De taken die bijstandsgerechtigden in Rotterdam voor hun uitkering moeten uitvoeren, worden door de deelnemers als intimiderend, zinloos en onredelijk ervaren. Dat stelt de gemeentelijke ombudsman Anne Mieke Zwaneveld in een rapport over de uitvoering van het zogeheten re-integratiebeleid van de gemeente.
Wie in Rotterdam in de bijstand zit, moet daar iets voor terugdoen. Wie geen werk kan vinden, moet de eerste vijftien weken straten gaan vegen, ongeacht achtergrond in opleiding of werk. Volgens de ombudsman gaat het om straten die door de professionals al zijn schoongemaakt.
De ombudsman vraagt zich af wat de toegevoegde waarde is van de algemene verplichting straten te gaan vegen. ,,Velen ervaren dit werk als vernederend en confronterend. Het draagt in hun beleving in ieder geval niet bij aan het vinden van betaald werk.”

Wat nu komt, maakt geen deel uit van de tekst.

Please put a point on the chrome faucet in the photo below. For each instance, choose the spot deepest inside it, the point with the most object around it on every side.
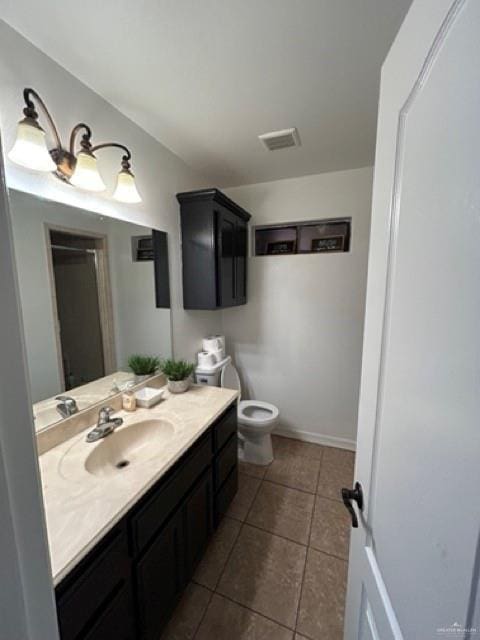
(67, 406)
(105, 425)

Tegelijkertijd voelen mensen die een uitkering aanvragen zich behandeld als profiteurs, hufters en losers. ,,De gemeente hoeft niet voor Sinterklaas te spelen, maar dit is het andere uiterste”, zegt Zwaneveld. Mensen die hier klachten over hebben, durven die onvrede niet te uiten omdat ze bang zijn voor de gevolgen, bijvoorbeeld korting op hun uitkering.